Ainsi cette pointe polémique (p. 14) envers un de ses amis prétendant

« que si l’on pratique le yoga, on peut, en se détournant du monde extérieur du monde extérieur, en liant son attention à des fonctions corporelles, en respirant selon des modes particuliers, éveiller en soi des sensations effectivement nouvelles et des sentiments d’universalité, qu’il veut concevoir comme des régressions à des états immémoriaux et depuis longtemps recouverts de la vie d’âme. Il voit en eux un fondement pour ainsi dire physiologique de nombreuses sagesses relevant de la mystique. Il ne serait pas difficile d’établir ici des relations avec maintes obscures modifications de la vie d’âme, comme la transe et l’extase. Mais je me sens quant à moi poussé à reprendre à mon compte la parole du Plongeur de Schiller pour m’écrier :

« Qu’il se réjouisse, celui qui respire en haut / dans la lumière rose ! »

Ces quelques lignes m’ont jeté dans un trouble mémoriel où régression, mystique, extase, distance critique s’entrechoquaient pour qu’après un moment, traversant quelques strates engourdissant ma mémoire, jaillisse le souvenir d’un livre marquant lu il y a fort longtemps dans la sombre salle d’étude de l’internat du collège de Saint-Maurice. Il s’agit d’un ouvrage de Jules Monchanin intitulé De l’esthétique à la Mystique (Paris-Tournai, Casterman, 1955) que j’avais acheté à l’époque, perdu peu après et jamais retrouvé. Comme j’ai lu ce texte à un moment crucial de ma formation où je balançai entre la foi et sa négation, il s’est de temps à autres rappelé à mon souvenir. Sans autre succès que le regret de ne point le trouver ni en librairie ni en bibliothèque.

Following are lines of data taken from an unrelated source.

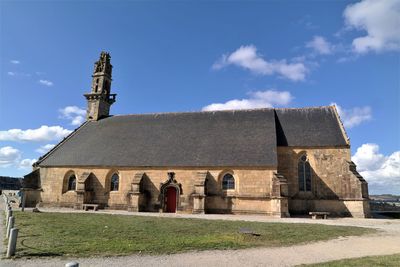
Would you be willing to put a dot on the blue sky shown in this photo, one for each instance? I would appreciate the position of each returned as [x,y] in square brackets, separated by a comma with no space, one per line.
[192,56]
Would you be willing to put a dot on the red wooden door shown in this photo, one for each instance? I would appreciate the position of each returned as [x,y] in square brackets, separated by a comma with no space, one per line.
[171,199]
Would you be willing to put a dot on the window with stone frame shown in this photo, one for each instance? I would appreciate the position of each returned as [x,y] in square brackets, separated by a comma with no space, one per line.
[72,183]
[114,182]
[304,174]
[228,182]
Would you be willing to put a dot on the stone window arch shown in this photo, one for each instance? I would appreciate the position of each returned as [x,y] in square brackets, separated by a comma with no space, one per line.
[304,174]
[114,183]
[228,181]
[71,182]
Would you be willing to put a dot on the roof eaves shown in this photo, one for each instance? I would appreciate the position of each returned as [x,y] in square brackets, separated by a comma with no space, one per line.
[343,130]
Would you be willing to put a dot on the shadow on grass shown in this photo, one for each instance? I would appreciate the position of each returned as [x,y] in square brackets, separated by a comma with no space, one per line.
[36,252]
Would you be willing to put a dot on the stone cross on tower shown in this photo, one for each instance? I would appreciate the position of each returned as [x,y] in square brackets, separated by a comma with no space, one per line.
[100,99]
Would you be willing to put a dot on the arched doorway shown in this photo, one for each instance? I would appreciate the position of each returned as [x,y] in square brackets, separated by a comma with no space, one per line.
[170,199]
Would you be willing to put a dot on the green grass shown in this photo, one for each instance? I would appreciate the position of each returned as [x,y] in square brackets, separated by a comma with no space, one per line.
[82,235]
[372,261]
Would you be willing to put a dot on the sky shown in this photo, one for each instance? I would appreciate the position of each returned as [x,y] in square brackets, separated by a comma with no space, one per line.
[172,56]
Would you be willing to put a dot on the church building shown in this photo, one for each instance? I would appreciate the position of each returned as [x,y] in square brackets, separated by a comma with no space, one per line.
[272,161]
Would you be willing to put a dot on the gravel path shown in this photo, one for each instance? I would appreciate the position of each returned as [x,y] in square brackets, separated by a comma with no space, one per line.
[385,242]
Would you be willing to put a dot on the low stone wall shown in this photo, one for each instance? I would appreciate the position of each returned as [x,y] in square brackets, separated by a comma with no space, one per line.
[348,208]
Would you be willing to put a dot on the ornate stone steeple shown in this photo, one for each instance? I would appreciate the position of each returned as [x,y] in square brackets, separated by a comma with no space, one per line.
[100,99]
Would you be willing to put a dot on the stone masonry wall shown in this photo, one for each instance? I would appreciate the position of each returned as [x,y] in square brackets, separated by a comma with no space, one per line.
[334,187]
[252,191]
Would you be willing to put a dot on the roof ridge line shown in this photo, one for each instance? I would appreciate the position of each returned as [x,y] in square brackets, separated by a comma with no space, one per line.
[58,145]
[341,126]
[214,111]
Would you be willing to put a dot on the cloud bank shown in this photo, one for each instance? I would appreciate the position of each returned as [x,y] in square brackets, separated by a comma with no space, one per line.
[380,20]
[43,133]
[382,172]
[258,99]
[73,113]
[355,116]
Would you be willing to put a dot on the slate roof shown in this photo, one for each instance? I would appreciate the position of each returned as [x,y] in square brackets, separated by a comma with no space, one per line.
[314,127]
[220,138]
[196,139]
[10,183]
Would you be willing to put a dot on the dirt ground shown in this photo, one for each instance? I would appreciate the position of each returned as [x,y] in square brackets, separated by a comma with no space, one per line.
[385,242]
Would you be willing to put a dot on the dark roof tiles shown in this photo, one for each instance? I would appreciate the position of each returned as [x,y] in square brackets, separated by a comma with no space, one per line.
[213,139]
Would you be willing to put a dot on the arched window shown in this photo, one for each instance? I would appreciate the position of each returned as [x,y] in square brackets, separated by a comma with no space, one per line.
[304,173]
[114,182]
[72,183]
[228,182]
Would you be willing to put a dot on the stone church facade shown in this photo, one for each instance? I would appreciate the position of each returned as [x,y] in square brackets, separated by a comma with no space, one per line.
[277,162]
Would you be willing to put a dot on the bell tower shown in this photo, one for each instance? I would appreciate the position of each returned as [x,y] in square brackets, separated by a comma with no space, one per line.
[100,98]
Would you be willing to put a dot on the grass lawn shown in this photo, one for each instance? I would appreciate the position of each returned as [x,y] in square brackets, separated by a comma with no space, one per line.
[387,261]
[77,234]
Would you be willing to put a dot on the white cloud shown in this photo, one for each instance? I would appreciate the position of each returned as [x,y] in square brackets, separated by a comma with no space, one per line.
[26,163]
[73,113]
[18,74]
[9,156]
[44,133]
[44,149]
[247,58]
[379,170]
[258,99]
[380,19]
[46,82]
[320,45]
[355,116]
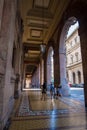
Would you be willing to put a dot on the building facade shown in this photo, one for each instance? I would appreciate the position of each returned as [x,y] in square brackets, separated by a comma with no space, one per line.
[74,58]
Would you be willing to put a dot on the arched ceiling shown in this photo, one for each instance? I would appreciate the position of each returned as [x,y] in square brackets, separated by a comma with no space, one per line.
[40,19]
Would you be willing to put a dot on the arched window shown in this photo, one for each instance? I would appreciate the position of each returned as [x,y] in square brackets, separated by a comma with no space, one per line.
[79,77]
[77,54]
[74,77]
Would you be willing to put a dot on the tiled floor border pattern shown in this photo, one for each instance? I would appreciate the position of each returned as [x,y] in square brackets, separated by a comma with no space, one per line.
[25,108]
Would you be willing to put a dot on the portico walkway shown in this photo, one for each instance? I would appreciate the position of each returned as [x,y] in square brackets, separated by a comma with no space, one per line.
[64,113]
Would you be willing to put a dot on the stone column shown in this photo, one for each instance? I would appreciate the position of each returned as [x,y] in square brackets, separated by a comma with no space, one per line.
[56,69]
[1,11]
[63,79]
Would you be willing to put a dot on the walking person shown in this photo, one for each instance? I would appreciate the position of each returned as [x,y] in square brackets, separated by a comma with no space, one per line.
[51,90]
[44,89]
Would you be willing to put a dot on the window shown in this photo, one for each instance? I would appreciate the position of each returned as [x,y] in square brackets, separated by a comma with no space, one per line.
[71,59]
[76,54]
[74,77]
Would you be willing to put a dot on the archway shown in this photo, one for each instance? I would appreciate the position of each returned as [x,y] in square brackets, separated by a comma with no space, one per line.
[50,66]
[74,60]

C’était avant l’Internet : surfant en écrivant ces lignes, je suis tombé sur la notice consacrée par Wikipédia à Monchanin, je découvre qu’il mourut en 1957 et que si je l’ai lu en 1958, c’est sans doute parce que notre professeur, l’inoubliable chanoine Viatte nous en avait parlé. Grâce à l’internet j’apprends aussi d’un clic que si j’ai vainement cherché cet ouvrage à la bibliothèque de Lausanne, celle de Sion aurait pu me l’envoyer. Et me l’enverra sous peu par prêt interurbain : je tiens cette fois-ci à confronter mon souvenir idéalisé à la réalité de l’ouvrage. Et comprendre peut-être pourquoi mon jeune esprit s’est alors rangé du côté de Freud et de Schiller.

Plus loin, analysant les raisons qui poussent l’homme à rechercher le plaisir et les difficultés qu’il rencontre dans cette quête, Freud remarque au passage que si l’on réussit à vivre en sage oriental en tuant les pulsions,

« il y a là de toute évidence un abaissement des possibilités de jouissance. Le sentiment de bonheur lors de la satisfaction d’une motion pulsionnelle sauvage, non domptée par le moi, est incomparablement plus intense que lors de l’assouvissement d’une pulsion domestiquée. »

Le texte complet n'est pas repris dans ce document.